Tünelin altındaki su üstteki sudan daha soğuk görünüyordu ama bu kararını etkilemedi. Hızla ama dikkatlice tünelde yüzmeye devam etti.

Nixxon uzun süre yüzdü, neredeyse kararından şüphe etmeye başladı, ama yakında tünelin ilerisinden gelen soluk ışık huzmelerini gördü.

Durdu ve fark edilip edilmediğini anlamak için dinledi.

"Onu kralın emrine kadar kilitleyin," birden tünelin altından Thallaneus'un sesini duydu.

Yavaşça yüzmeye devam etti ve ışığın kaynağına ulaştığında küçük parmaklıklı pencereden baktı ve kalenin zindanlarının üzerinde olduğunu keşfetti.

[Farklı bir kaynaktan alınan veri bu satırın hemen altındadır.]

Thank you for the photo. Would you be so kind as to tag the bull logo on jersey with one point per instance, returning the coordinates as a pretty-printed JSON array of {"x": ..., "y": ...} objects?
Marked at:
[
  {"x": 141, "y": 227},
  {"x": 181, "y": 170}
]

Gardiyanların bazı insanları zindan hücrelerine ittiğini küçük parmaklıklı, kafes benzeri açıklıktan gördü.

Hızla ileri yüzdü. Ne yapıyorlarsa artık onun işi değildi; evden kaybolduğunu fark etmeden önce acele etmesi gerekiyordu.

Tünelin sonu kapalıydı. Açabilmek için itip durdu.

Hızla dışarı çıktı ve tekrar kapattı. Önüne baktığında, kalenin çitlerinin arkasına geldiğini keşfetti.

Bu iyiydi; buraya pek kimse gelmezdi ve bölge ıssız ve loştu, kaçışı için mükemmeldi.

Hiçbir hedefi olmadan yüzmeye devam etti, ama yarın gelmeden bu krallıktan çok uzaklarda olacağından emindi.

Gitmişti ve bir daha geri dönmeyecekti.